Are you the technical leader in your school district? Whether you are an educator or an information technology professional, you are faced with two distinct challenges – first to align the work of the technology department with the district learning goals and second to ensure that IT best practice is employed to deliver a reliable technology service.
When the role of technical leader rests with a single individual (most often in large school districts) that individual is usually an IT professional, and when it is part of a combined role it is usually staffed by an educator. In the latter case, the person will also most often have responsibility for teacher professional development in technology integration and specific accountabilities with respect to learning outcomes in the district. The educator’s set of experiences provides an easier path to alignment, while the IT professional will be well-versed in IT best practice. Finding the balance of the two challenges is key to the job.
In Canada, the information technology profession is supported by the Canadian Information Processing Society (CIPS). All CIPS members (including students) agree to abide by the Code of Ethics and its ethical principles/imperatives:
- Protecting the Public Interest and Maintaining Integrity;
- Demonstrating Competence and Quality of Service;
- Maintaining Confidential Information and Privacy;
- Avoiding Conflict of Interest; and
- Upholding Responsibility to the IT Profession.
Information technology professionals do their best work when they directly contribute to the goals of the organization.

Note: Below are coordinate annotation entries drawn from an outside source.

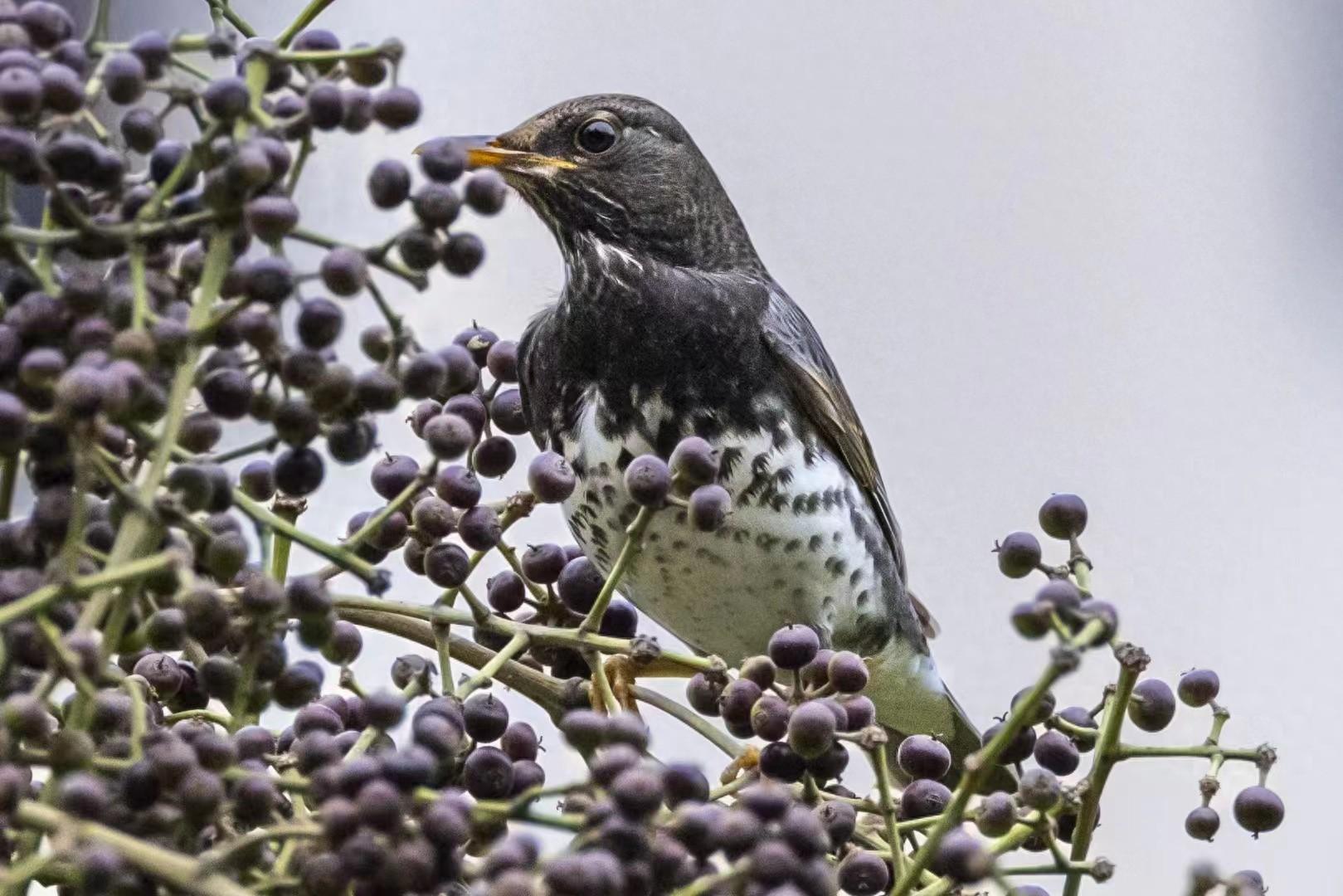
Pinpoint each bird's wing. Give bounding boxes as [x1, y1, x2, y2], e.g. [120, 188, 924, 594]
[517, 305, 555, 450]
[763, 283, 939, 638]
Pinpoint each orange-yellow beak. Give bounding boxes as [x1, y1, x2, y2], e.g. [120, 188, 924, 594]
[415, 136, 577, 172]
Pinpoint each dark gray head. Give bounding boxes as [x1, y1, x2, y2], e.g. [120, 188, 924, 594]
[456, 94, 760, 271]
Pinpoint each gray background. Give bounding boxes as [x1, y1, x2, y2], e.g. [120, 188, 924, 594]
[124, 0, 1343, 894]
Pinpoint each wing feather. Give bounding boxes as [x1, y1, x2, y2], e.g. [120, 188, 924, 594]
[764, 289, 940, 638]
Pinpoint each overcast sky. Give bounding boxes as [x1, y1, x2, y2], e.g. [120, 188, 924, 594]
[122, 0, 1343, 894]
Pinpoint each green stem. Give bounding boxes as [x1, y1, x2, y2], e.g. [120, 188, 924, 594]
[1109, 744, 1263, 762]
[130, 241, 149, 330]
[275, 0, 336, 50]
[583, 650, 620, 716]
[35, 200, 56, 284]
[164, 709, 234, 729]
[345, 675, 425, 762]
[0, 551, 182, 627]
[270, 499, 304, 584]
[343, 460, 438, 549]
[286, 227, 428, 291]
[630, 685, 744, 759]
[890, 619, 1105, 896]
[121, 675, 149, 760]
[13, 799, 251, 896]
[456, 631, 532, 700]
[868, 744, 907, 880]
[234, 489, 386, 592]
[336, 601, 566, 718]
[336, 599, 724, 677]
[76, 231, 232, 636]
[206, 0, 256, 37]
[275, 41, 400, 63]
[1063, 652, 1144, 896]
[579, 506, 654, 634]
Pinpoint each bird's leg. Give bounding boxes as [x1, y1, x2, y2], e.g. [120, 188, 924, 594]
[606, 653, 640, 714]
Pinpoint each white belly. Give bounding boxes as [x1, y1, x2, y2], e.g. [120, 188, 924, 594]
[564, 395, 883, 662]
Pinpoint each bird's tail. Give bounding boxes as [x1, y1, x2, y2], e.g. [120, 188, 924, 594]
[865, 638, 1017, 794]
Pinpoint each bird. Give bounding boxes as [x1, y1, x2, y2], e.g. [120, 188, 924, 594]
[466, 94, 1005, 790]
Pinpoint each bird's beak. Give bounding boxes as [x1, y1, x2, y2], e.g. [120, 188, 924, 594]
[415, 134, 577, 173]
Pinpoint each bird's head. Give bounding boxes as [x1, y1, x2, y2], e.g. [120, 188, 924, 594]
[435, 94, 760, 270]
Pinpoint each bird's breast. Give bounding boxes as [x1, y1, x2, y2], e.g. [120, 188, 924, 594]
[560, 391, 894, 661]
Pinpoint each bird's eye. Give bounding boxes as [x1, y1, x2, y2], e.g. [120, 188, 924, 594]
[573, 118, 616, 156]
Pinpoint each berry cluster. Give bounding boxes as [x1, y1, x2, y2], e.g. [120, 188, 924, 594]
[0, 0, 1282, 896]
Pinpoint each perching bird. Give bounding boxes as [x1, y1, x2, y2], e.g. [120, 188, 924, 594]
[467, 94, 999, 790]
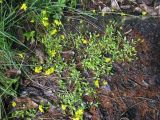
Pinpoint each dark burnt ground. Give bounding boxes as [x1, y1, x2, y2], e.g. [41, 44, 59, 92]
[63, 15, 160, 120]
[92, 19, 160, 120]
[12, 15, 160, 120]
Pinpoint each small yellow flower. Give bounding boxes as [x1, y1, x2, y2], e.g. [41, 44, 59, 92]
[82, 39, 88, 44]
[94, 79, 99, 88]
[45, 67, 54, 75]
[60, 35, 65, 40]
[54, 20, 62, 26]
[34, 66, 42, 73]
[50, 29, 58, 35]
[20, 3, 27, 11]
[105, 58, 111, 63]
[61, 104, 67, 111]
[38, 105, 44, 113]
[49, 50, 56, 57]
[12, 101, 17, 107]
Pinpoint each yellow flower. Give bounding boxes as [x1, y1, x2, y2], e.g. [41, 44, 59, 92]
[82, 39, 88, 44]
[60, 35, 65, 40]
[45, 67, 54, 75]
[38, 105, 44, 113]
[20, 3, 27, 11]
[54, 20, 62, 26]
[49, 50, 56, 57]
[105, 58, 111, 63]
[94, 79, 99, 88]
[50, 29, 58, 35]
[61, 104, 67, 111]
[12, 101, 17, 107]
[34, 66, 42, 73]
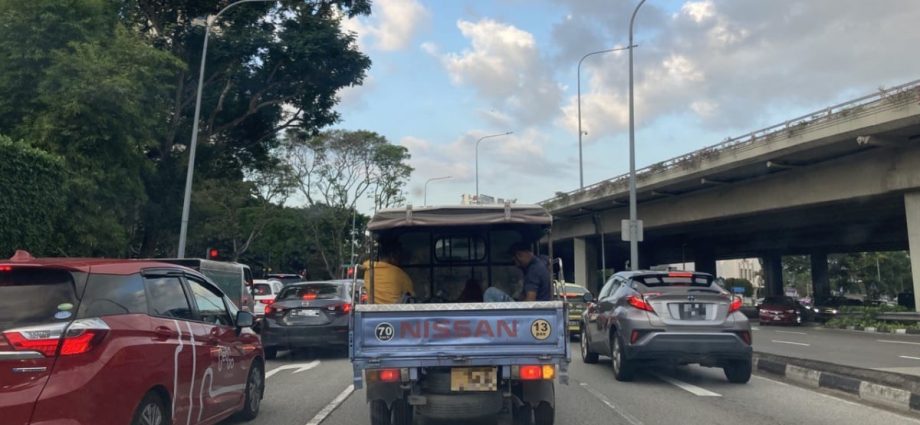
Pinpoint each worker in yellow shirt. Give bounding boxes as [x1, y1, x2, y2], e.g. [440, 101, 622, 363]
[364, 243, 415, 304]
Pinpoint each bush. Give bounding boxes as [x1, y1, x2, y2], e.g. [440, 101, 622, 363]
[0, 135, 66, 257]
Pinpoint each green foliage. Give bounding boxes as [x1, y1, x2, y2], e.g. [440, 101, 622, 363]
[0, 135, 65, 258]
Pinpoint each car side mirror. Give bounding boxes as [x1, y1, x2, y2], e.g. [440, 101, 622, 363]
[236, 311, 256, 328]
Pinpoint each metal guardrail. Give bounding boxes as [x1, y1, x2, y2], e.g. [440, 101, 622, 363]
[540, 80, 920, 206]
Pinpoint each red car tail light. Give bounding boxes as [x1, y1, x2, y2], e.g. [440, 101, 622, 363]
[728, 297, 741, 314]
[3, 319, 109, 357]
[626, 295, 655, 313]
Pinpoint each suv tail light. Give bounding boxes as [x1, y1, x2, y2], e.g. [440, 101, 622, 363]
[3, 318, 110, 357]
[728, 297, 741, 314]
[626, 295, 655, 313]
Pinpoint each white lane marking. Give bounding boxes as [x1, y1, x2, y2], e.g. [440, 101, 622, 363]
[265, 360, 319, 379]
[776, 331, 808, 335]
[306, 384, 355, 425]
[185, 322, 195, 425]
[770, 339, 811, 347]
[876, 339, 920, 345]
[580, 382, 643, 425]
[652, 373, 722, 397]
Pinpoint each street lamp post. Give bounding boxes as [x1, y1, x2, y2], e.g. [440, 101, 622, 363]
[177, 0, 275, 258]
[425, 176, 451, 206]
[476, 131, 514, 204]
[578, 44, 636, 189]
[629, 0, 645, 271]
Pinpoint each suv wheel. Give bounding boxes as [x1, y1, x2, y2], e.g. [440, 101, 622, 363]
[580, 334, 598, 364]
[240, 363, 265, 421]
[131, 392, 169, 425]
[722, 359, 753, 384]
[610, 334, 635, 382]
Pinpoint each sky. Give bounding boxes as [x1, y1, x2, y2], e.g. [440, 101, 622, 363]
[337, 0, 920, 209]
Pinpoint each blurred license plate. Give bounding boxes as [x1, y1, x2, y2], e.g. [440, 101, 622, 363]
[450, 367, 498, 392]
[680, 303, 706, 319]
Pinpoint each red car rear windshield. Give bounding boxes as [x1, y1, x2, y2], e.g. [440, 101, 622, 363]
[633, 275, 712, 288]
[278, 283, 342, 300]
[0, 266, 77, 331]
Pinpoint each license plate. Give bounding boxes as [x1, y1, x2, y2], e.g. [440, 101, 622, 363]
[450, 367, 498, 392]
[680, 303, 706, 319]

Alignment with the business, creating shareholder value and meeting service standards are often measures associated with critical success in an internal IT department. But what does this look like in a K-12 school district? How can we come to understand not only how our work aligns, but better yet how to communicate that alignment?
Simply put, what is the role of the Technical Leader in advancing student learning?
There are several components that are critical to the overall success of a school district when addressing technology, its value, and implementation. District technology leadership, professional development, sound technology design and student engagement all combine to create a rich environment for learning.
The technical leader must use his or her own knowledge and experience to define and action their contribution to district and learner success.
To do so, one must first understand the role of technology in advancing student learning.
Twenty-first century technologies (the new media) include all things digital – voice, video, data. They include the network that connects them, the storage media, the software applications, and the devices that allow you and me to access them.
We have already seen the impact of the new media in the marketplace. In his book, The World is Flat, Thomas Friedman interviewed Mitchell H. Caplan, the CEO of E*Trade who noted that technology has placed power in the hands of the consumer. Consumers can now customize the product, service, and even the price. Don Tapscott in his book, Wikinomics, provides further evidence about the changes that technology has enabled through mass collaboration. In fact, the final chapter is an invitation to collaborate in producing the definitive guide to twenty-first-century strategy at www.wikinomics.com.
Collectively, these technologies also shift the power to every learner. Learners are able to create their own paths to knowledge. They can:
- Access experts
- Access data
- Using software applications to build understanding
- Using software applications to demonstrate knowledge
What is even more powerful is the ability of all learners to participate in the creation of knowledge. Technology connects learners in communities local and global, where new knowledge is created. Wiki’s, chats, blogs – all are tools that allow learners to congregate, unfettered by geographical and often temporal distance. Critique, enhance, engage are all outcomes of these 21st century technologies.
So the role of the technical leader is both simple and complex. The simplistic view: to provide every learner with access to the needed technology. The complex view: do so in a cost-effective, reliable, secure and sustainable way. How does one balance these potentially competing viewpoints?
First and foremost, you need a strategic view. A compelling outcome to start with would be:
All learners will have access to the technology they need to participate and create knowledge in the 21st century.
The key word is access. Every learner needs a device to provide access. They need connectivity to join their communities. They need software applications to manipulate and create. They need online storage to house their creations.
What can you afford? Few districts can afford to provide a device for every learner (1:1 access) AND connectivity AND applications AND storage AND … You must design an architecture to deliver access. This will mean investing in networks for connectivity and seeking alternatives or low-cost strategies to the components.
You will meet the challenges of the technical leader if you:
- Design your network and security to allow learners to use their own devices to connect.
- Partner with others to create volume licensing and purchase opportunities. Smaller school districts do not have the clout in the marketplace to negotiate the price downward. But school districts joined in partnership, or through a government department can generate significant savings. Don’t be challenged by the barriers – they are many but none are insurmountable. Look for timing opportunities when another district is purchasing or at a similar point in their life cycle replacements. Seize the opportunity for small wins and the network of districts will grow accordingly.
- Be clear about your technology model. You may be able to leverage free online tools to deliver the services you need.
- Joint to build shared service models. Salesforce.com is a wonderful example of a subscription model. Small companies gain the benefit of world-class software delivered securely over the Internet.
- Be the quiet hero. Live the Code of Ethics. The technical leader in a school district rarely wins awards. The prime objective in school districts is advancing student learning, not building state of the art technologies. Providing access to technology does not provide the direct link to that prime objective. But with it, the objective in the 21st Century is achievable.
With technology, the power in the new learner is the very essence of the democratization of learning, and the bedrock of public education.